I will add, the Athlon was the brightest and the "biggest" picture than all the others. It's odd, the image is so big and bright and seems...closer than the others. I'm super curious about the NX8 2.5-20 ....
 
Yes xtr2 has wide range of parallax adjustment.



I need to test more, but believe most LPVO should be fine with the Theon's due to the Theon's being setup for ~100yds parallax and many LPVO are as well. I shot the ATACR 1-8x with the "LR" quite a bit and did not detect any POI shift and removed and remounted it between each string of shots.
Interesting. I wouldn't have guessed that the clip on could be made to work with different parallaxes, but maybe the thermals eyepiece can be made such that the light is focused in the scope correctly.

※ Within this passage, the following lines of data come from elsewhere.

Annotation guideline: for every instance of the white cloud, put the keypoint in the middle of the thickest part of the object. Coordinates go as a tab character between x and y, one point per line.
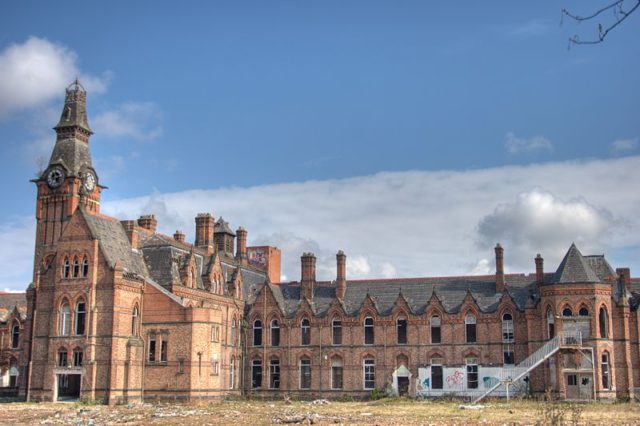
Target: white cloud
137	120
36	71
624	145
422	223
515	145
537	220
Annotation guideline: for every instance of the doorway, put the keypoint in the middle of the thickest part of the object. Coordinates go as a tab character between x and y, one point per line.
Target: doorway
68	387
403	386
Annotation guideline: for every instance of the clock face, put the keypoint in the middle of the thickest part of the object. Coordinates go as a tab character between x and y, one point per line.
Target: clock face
89	181
55	177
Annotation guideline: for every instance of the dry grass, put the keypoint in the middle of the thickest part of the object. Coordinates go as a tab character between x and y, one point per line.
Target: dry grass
382	412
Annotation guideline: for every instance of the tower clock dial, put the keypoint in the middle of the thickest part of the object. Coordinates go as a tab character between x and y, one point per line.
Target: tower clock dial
55	177
89	181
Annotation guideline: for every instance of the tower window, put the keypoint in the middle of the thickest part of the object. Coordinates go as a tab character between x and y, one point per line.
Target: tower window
368	331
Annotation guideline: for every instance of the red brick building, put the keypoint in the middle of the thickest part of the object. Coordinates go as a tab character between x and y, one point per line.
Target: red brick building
119	312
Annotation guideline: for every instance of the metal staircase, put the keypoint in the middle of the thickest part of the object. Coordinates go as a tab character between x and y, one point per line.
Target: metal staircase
515	373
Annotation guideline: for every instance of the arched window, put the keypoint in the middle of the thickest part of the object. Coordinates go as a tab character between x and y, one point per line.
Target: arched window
507	328
275	332
257	333
401	330
232	370
305	373
436	334
336	331
337	370
368	331
66	268
369	373
256	373
81	315
603	319
274	373
15	336
77	357
62	357
605	371
134	320
305	332
470	328
85	266
551	324
76	267
64	318
233	332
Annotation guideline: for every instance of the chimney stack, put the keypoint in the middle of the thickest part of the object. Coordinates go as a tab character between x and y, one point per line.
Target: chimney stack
204	232
539	269
148	222
179	236
131	231
499	268
241	245
624	274
308	264
341	275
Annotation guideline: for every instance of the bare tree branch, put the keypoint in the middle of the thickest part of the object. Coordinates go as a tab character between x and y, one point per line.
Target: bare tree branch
619	13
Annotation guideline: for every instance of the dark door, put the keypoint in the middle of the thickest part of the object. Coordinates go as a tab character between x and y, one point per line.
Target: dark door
403	386
68	387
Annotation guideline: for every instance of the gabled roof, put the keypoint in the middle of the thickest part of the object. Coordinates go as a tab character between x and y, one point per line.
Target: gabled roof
574	268
114	243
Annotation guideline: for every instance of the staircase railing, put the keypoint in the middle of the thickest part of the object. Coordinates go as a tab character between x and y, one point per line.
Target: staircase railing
515	373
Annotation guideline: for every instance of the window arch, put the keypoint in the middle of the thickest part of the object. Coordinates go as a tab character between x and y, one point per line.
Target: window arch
80	318
134	320
275	332
605	370
603	320
470	328
76	267
551	323
257	333
336	331
305	332
66	268
15	335
369	335
232	369
85	266
64	319
401	330
436	331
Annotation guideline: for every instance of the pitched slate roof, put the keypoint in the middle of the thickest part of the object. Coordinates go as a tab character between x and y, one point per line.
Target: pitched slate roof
574	268
451	291
115	244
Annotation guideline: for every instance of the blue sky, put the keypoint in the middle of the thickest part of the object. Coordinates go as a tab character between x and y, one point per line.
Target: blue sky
250	98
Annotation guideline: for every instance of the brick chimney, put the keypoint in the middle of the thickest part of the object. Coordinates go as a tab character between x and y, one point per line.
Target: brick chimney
341	274
204	231
241	245
179	236
131	231
148	222
308	280
499	268
539	269
624	274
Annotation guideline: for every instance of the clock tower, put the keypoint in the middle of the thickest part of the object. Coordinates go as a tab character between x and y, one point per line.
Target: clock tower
69	181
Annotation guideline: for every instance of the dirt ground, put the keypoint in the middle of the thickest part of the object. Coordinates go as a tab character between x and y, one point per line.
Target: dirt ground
382	412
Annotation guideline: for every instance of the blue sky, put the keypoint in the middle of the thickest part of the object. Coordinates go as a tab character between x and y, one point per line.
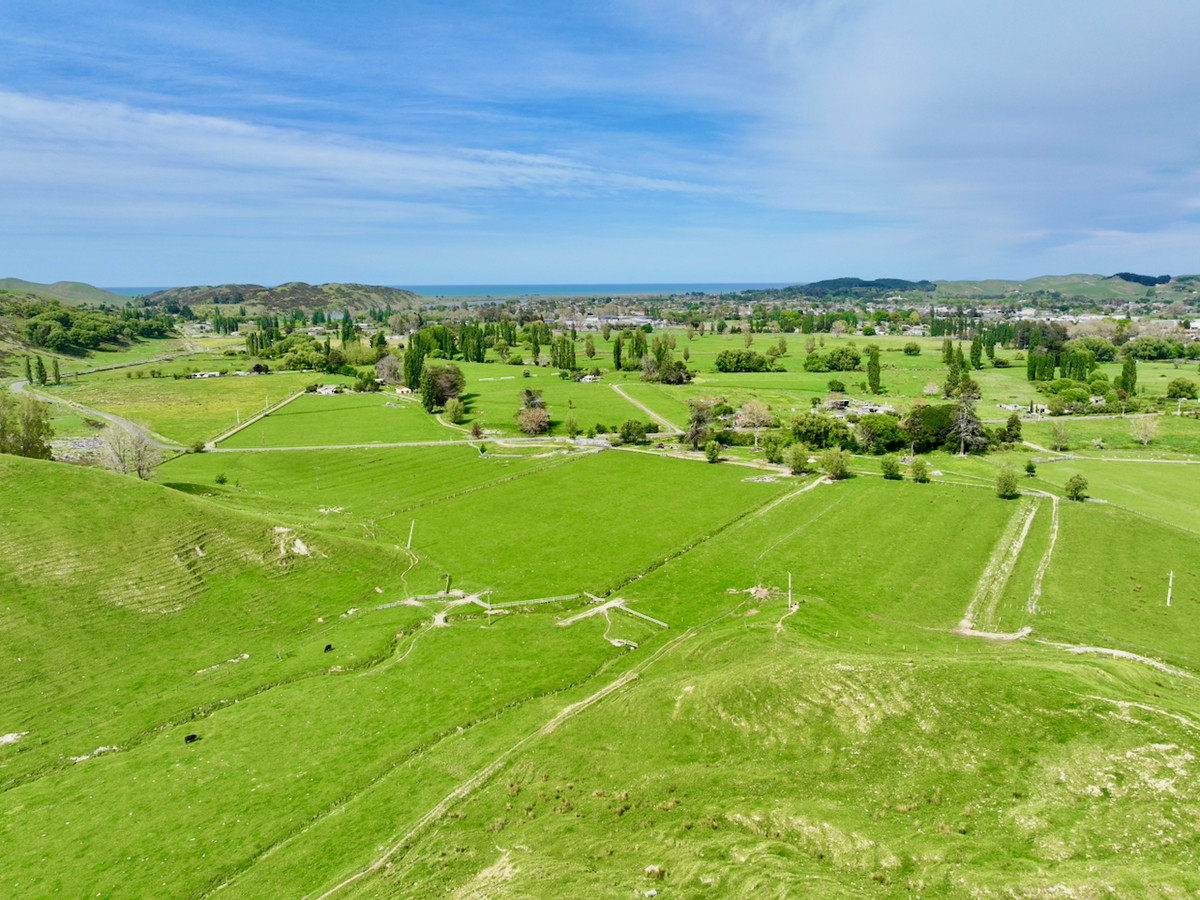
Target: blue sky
629	141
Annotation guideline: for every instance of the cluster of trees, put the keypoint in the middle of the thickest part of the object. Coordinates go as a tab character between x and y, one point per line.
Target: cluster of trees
742	361
35	371
75	330
839	359
533	418
24	426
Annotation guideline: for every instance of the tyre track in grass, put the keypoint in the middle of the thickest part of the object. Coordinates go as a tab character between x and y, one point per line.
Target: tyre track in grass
997	571
465	789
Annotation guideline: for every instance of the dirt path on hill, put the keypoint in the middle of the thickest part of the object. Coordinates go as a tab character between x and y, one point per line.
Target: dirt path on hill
1031	605
654	417
156	441
480	778
997	571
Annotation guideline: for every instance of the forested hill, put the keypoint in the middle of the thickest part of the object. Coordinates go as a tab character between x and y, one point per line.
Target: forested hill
33	322
72	293
1122	286
293	295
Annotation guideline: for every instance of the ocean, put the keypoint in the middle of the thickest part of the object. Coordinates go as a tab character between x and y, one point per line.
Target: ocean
525	291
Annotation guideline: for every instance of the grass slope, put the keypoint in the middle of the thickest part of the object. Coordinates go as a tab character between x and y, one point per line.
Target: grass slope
72	293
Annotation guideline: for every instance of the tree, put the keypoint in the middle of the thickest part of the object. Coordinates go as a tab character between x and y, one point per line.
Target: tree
755	414
879	432
1144	429
834	462
533	421
1077	487
1013	427
429	389
1006	483
448	382
966	427
388	369
820	431
1128	378
1060	437
25	426
773	444
633	431
873	369
127	453
414	361
796	459
1181	389
700	417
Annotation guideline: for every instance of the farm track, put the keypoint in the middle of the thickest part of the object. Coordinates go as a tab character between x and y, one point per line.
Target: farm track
157	441
997	571
661	420
465	789
1031	605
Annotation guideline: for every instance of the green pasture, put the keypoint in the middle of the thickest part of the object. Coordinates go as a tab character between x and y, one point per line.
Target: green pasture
183	409
1163	491
857	744
493	397
1176	436
353	491
607	525
323	420
749	762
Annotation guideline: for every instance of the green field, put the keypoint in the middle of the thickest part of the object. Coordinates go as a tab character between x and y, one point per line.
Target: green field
312	420
493	669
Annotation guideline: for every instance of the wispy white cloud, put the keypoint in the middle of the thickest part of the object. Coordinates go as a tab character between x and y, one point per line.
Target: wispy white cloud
737	138
103	162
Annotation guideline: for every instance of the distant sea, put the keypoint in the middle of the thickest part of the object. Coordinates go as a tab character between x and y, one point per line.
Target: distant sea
520	291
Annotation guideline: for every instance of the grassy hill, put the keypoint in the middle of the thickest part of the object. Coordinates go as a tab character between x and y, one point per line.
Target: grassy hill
418	671
72	293
293	295
856	744
1093	287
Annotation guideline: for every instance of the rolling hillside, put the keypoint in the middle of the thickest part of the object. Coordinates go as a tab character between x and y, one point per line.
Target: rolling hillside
72	293
293	295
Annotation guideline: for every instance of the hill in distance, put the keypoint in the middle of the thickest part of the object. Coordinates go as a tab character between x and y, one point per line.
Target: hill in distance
293	295
72	293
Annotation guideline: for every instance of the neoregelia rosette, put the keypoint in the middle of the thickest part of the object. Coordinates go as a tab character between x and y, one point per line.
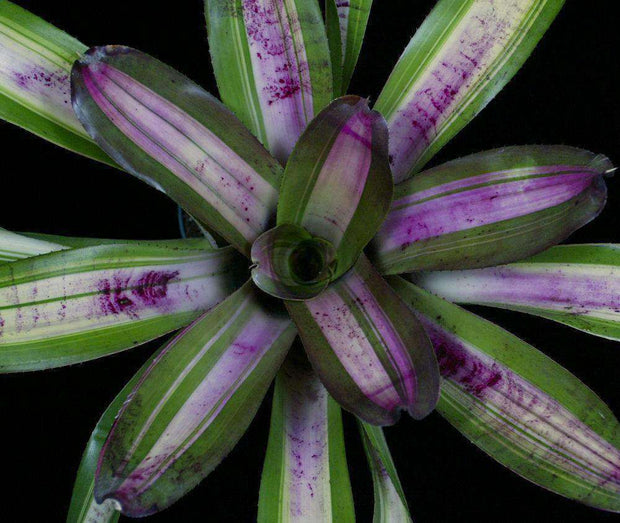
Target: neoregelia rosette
324	202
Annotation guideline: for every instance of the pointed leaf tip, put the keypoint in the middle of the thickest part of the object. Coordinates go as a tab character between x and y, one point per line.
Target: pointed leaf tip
193	404
577	285
490	208
519	406
458	60
271	62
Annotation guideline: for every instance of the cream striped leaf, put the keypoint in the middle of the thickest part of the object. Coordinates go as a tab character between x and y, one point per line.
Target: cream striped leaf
390	501
519	406
578	285
35	90
16	246
193	404
368	348
84	508
166	130
271	61
458	60
75	305
346	25
490	208
305	476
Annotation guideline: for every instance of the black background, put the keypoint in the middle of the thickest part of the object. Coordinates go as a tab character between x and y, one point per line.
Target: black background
566	93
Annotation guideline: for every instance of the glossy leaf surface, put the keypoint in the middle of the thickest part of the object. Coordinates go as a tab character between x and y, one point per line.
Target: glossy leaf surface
271	62
519	406
166	130
289	263
578	285
490	208
390	501
35	90
71	306
305	476
458	60
337	184
368	348
84	508
193	404
346	25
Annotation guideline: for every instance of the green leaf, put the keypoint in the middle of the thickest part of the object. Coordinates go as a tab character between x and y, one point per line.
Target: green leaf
368	348
305	476
71	306
577	285
519	406
84	508
271	62
337	183
193	404
490	208
166	130
390	501
458	60
15	246
346	25
289	263
35	91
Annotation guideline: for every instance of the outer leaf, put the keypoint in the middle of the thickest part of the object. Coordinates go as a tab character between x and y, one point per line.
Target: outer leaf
390	502
346	24
337	183
165	129
76	242
271	62
15	246
578	285
35	93
491	208
368	348
459	59
71	306
519	406
193	404
84	508
305	477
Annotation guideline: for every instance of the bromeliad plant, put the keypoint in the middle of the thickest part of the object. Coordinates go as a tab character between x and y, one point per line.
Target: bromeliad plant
322	212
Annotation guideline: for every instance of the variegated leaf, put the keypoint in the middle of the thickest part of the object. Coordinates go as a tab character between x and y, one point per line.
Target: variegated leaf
368	348
519	406
458	60
346	25
35	91
305	476
16	246
490	208
166	130
75	305
271	62
337	183
289	263
390	501
193	404
578	285
84	508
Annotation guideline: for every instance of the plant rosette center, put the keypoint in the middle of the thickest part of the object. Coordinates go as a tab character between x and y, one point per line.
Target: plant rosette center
292	264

In my mind, the image from the LPVO needs to be focused internally on the same vertical plane as the reticle, other wise you have an apparent shift when viewed from an angle, or when your eye isn't positioned in the same spot.
Just to clarify, the G3 (or XTRii) would be going back on the new SY-C. I had a several Mil reticle shift just from moving my head with this scope previously, and without a side focus, it can't be adjusted.
The Theon will be paired with my NX8. I can dial the NX8's parallax out completely when paired with the SY-C, so I expect no issues with the Theon either.
The G3 might have a better image, but accurate shot placement trump's image for my use.